Distillate fuel oil demand increased 11% in the first quarter's need for cold weather heating, but later fell to a 4.4% increase as warmer weather settled in for the second quarter compared to a year ago. Sharply higher natural gas prices meant many electric utilities likely switched to other, less expensive distillate or residual fuels, a likely reason why there was a second quarter increase of 160,000 b/d, said API.
Demand for jet fuel in the most recent 3 months fell more than 6% to the lowest quarterly level since the end of 2001, after the Sept. 11, 2001, terrorist attacks on the US severely hampered air travel.
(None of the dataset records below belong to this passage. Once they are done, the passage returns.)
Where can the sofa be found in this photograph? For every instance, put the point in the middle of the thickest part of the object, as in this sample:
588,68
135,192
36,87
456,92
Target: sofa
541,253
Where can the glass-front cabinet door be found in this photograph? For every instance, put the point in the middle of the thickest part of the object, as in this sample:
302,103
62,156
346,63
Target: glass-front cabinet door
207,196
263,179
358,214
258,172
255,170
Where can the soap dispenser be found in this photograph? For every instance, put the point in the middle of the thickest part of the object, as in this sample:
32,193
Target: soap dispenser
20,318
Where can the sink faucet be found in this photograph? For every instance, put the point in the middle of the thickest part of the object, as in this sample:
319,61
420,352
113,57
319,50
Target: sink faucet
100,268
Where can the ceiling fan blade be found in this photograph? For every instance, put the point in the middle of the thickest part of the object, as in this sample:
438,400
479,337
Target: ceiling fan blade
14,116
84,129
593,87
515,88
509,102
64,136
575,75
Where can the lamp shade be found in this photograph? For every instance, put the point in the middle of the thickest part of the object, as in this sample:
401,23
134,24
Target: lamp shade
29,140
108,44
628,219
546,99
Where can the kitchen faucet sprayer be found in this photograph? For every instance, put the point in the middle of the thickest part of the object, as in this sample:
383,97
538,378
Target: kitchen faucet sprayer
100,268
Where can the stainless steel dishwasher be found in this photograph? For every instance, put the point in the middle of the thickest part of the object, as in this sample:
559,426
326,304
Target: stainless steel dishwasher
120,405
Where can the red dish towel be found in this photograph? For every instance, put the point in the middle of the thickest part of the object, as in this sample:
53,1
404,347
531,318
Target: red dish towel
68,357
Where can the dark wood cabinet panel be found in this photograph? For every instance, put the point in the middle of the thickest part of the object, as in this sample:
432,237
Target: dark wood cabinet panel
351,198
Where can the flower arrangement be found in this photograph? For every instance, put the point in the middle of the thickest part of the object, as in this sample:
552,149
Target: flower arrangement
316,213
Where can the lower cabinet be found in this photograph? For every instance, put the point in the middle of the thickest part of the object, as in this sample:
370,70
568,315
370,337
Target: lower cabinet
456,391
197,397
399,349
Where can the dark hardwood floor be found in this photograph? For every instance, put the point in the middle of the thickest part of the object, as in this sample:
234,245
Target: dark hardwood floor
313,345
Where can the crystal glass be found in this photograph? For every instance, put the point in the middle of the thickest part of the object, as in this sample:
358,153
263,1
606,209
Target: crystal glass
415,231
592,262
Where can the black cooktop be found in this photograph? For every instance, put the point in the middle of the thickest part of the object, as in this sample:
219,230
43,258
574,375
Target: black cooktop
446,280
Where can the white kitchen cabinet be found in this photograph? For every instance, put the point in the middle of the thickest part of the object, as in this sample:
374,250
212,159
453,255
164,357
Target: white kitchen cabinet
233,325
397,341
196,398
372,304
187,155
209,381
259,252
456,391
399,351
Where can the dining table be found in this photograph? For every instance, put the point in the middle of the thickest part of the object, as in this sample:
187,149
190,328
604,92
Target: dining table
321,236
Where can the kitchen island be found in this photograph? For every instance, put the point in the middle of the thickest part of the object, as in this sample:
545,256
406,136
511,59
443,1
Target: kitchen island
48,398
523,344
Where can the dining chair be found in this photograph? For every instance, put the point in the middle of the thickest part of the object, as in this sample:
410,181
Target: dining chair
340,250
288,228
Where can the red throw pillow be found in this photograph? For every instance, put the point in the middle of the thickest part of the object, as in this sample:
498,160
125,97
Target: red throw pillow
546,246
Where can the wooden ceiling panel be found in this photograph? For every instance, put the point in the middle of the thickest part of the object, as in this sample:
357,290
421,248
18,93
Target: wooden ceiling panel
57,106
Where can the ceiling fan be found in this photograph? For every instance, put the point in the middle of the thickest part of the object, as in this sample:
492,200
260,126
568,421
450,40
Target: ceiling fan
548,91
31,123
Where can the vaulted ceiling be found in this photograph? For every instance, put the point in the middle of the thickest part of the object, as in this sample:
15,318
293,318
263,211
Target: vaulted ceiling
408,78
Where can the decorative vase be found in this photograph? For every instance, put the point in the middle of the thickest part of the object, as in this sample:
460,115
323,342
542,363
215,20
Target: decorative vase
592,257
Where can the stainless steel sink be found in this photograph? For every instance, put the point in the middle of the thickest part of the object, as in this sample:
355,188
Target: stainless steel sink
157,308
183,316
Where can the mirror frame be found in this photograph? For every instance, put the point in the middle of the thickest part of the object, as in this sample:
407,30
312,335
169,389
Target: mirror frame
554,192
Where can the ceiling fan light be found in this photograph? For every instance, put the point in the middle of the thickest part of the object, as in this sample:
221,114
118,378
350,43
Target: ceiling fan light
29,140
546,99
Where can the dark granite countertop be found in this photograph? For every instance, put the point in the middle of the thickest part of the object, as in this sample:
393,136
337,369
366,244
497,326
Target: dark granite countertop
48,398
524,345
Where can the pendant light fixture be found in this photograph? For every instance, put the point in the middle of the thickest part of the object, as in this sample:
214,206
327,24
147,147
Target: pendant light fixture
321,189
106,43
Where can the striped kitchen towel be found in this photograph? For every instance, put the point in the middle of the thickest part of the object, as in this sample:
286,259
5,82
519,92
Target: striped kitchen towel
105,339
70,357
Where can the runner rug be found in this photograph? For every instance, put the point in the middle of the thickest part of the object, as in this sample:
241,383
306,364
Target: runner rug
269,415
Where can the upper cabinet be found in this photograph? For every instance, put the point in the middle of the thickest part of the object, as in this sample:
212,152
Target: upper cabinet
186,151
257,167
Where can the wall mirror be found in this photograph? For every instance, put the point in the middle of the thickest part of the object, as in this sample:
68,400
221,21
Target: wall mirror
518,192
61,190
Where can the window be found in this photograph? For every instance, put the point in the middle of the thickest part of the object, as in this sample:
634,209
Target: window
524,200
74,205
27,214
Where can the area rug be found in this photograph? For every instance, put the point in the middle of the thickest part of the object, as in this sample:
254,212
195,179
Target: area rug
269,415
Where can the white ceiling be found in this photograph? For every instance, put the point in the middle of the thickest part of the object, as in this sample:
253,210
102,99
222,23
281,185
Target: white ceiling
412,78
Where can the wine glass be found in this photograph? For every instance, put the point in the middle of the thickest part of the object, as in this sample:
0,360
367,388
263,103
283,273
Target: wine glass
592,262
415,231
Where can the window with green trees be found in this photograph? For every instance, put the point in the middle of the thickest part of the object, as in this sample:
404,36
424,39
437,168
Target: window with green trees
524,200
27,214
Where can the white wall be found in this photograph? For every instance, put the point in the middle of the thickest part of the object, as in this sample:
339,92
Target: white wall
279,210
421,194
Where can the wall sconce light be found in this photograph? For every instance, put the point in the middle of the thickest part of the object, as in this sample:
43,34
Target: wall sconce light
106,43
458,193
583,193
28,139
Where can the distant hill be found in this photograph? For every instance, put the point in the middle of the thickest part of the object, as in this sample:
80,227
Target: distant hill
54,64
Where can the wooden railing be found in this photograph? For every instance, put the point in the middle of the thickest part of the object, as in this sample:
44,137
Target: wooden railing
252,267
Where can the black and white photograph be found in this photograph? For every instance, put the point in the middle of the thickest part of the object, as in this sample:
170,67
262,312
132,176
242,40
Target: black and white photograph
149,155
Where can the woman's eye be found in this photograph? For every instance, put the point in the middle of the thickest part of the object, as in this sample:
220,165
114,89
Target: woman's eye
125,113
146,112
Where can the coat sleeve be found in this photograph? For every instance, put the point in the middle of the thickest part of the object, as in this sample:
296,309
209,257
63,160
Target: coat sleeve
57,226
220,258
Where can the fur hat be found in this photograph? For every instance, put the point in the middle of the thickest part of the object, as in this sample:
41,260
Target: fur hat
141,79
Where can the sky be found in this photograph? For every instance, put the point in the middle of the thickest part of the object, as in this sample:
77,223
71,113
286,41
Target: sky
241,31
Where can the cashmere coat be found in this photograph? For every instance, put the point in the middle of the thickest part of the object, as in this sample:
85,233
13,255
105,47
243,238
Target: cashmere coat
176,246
This time the biggest slump, 20%, was in international flights and the dominant factors were the war on Iraq, the outbreak of Severe Acute Respiratory Syndrome (SARS), and the poor economy.
"The slumps in the early 1990s (3%) and in the early 1980s (8%) never reached double digits, but the slump in the first half of this year was 11% compared to the same time period in 2001," API said.
Supply side slips
API said the decade-long decline in domestic oil production continued with a 1.4% drop compared to the first half of 2002. The output of 5.80 million b/d of oil was the lowest in 50 years (excluding weather stoppages) and 40% lower than its peak in 1970 of about 9.6 million b/d. In Alaska, the production decline was 2.3% compared to first half 2002 and, at 1 million b/d of oil, only half of its 1988 peak of 2 million b/d, said API.
API's most recent drilling data showed a 19% increase in second quarter natural gas well completions from a year earlier. Oil well completions increased 28%.
Because of higher world oil prices in the first quarter, oil imports fell to their lowest quarterly level in 3 years, but still surged to 9.8 million b/d of oil in the second quarter—their highest level ever. Combined with higher product imports, such as gasoline, the 12.5 million b/d of total oil imports set a quarterly record, API said.
Total petroleum imports of oil and products now account for 63.5% of the US market, a new high. Meanwhile, overall refinery activity in the second quarter increased 2.4% percent, more than double the first quarter's rate compared to the quarters a year ago.
June highlights
Total oil inventories were 281 million bbl at the end of June, 11.6% lower than a year ago and 35 million bbl below the average June level for the previous 5 years.
Natural gas liquids production in June was 6.8% lower than June 2002.
June Canadian oil imports were 5.4% less than June last year.
June distillate stocks of 109 million bbl were down 18.1% from June 2002.
June's jet fuel stocks were 38.1 million bbl, down 2.3% from a year ago.
Total domestic oil stocks at the end of June were 948.9 million bbl, an 8.7% decline from a year ago and 1.9% less than at the end of May.